Consider the following binomial experiment. A company owns 4 machines. The probability that on a given day any one machine will break down is 0.53. What is the probability that …

Question

asked Nov 1, 2020 101k views

1 Answer

XNargaHuntress · Answer 1 · 2020-11-06T15:53:44+0000

Answer:

There is a 73.11% probability that at least 2 machines will break down on a given day.

Explanation:

Binomial probability distribution

The binomial probability is the probability of exactly x successes on n repeated trials, and X can only have two outcomes.

P(X = x) = C_(n,x).p^(x).(1-p)^(n-x)

In which
C_(n,x) is the number of different combinatios of x objects from a set of n elements, given by the following formula.

C_(n,x) = (n!)/(x!(n-x)!)

And p is the probability of X happening.

In this problem we have that:

There are 4 machines, so
n = 4 .

The probability that on a given day any one machine will break down is 0.53. This means that
p = 0.53 .

What is the probability that at least 2 machines will break down on a given day?
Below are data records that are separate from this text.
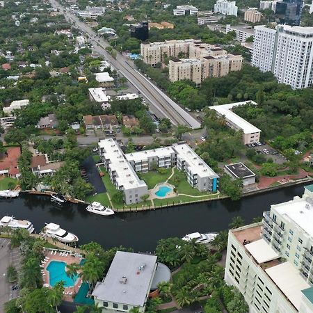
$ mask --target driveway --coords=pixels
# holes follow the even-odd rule
[[[83,163],[83,167],[86,170],[86,173],[89,182],[93,186],[95,193],[102,193],[106,191],[102,179],[99,174],[98,169],[95,166],[93,156],[88,156]]]

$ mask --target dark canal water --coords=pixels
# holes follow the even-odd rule
[[[291,200],[303,193],[303,186],[282,188],[243,198],[211,201],[138,213],[120,213],[113,217],[88,213],[85,205],[58,207],[49,197],[22,195],[14,200],[0,200],[0,217],[13,215],[31,220],[37,232],[45,223],[56,223],[72,232],[79,243],[97,241],[104,248],[123,245],[135,251],[154,250],[162,238],[181,237],[193,232],[218,232],[227,228],[233,216],[240,215],[246,223],[268,211],[271,204]]]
$P(X \geq 2) = P(X = 2) + P(X = 3) + P(X = 4)$

In which

P(X = x) = C_(n,x).p^(x).(1-p)^(n-x)

P(X = 2) = C_(4,2).(0.53)^(2).(0.47)^(2) = 0.3723

P(X = 3) = C_(4,3).(0.53)^(3).(0.47)^(1) = 0.2799

P(X = 4) = C_(4,4).(0.53)^(4).(0.47)^(0) = 0.0789

So

$P(X \geq 2) = P(X = 2) + P(X = 3) + P(X = 4) = 0.3723 + 0.2799 + 0.0789 = 0.7311$

There is a 73.11% probability that at least 2 machines will break down on a given day.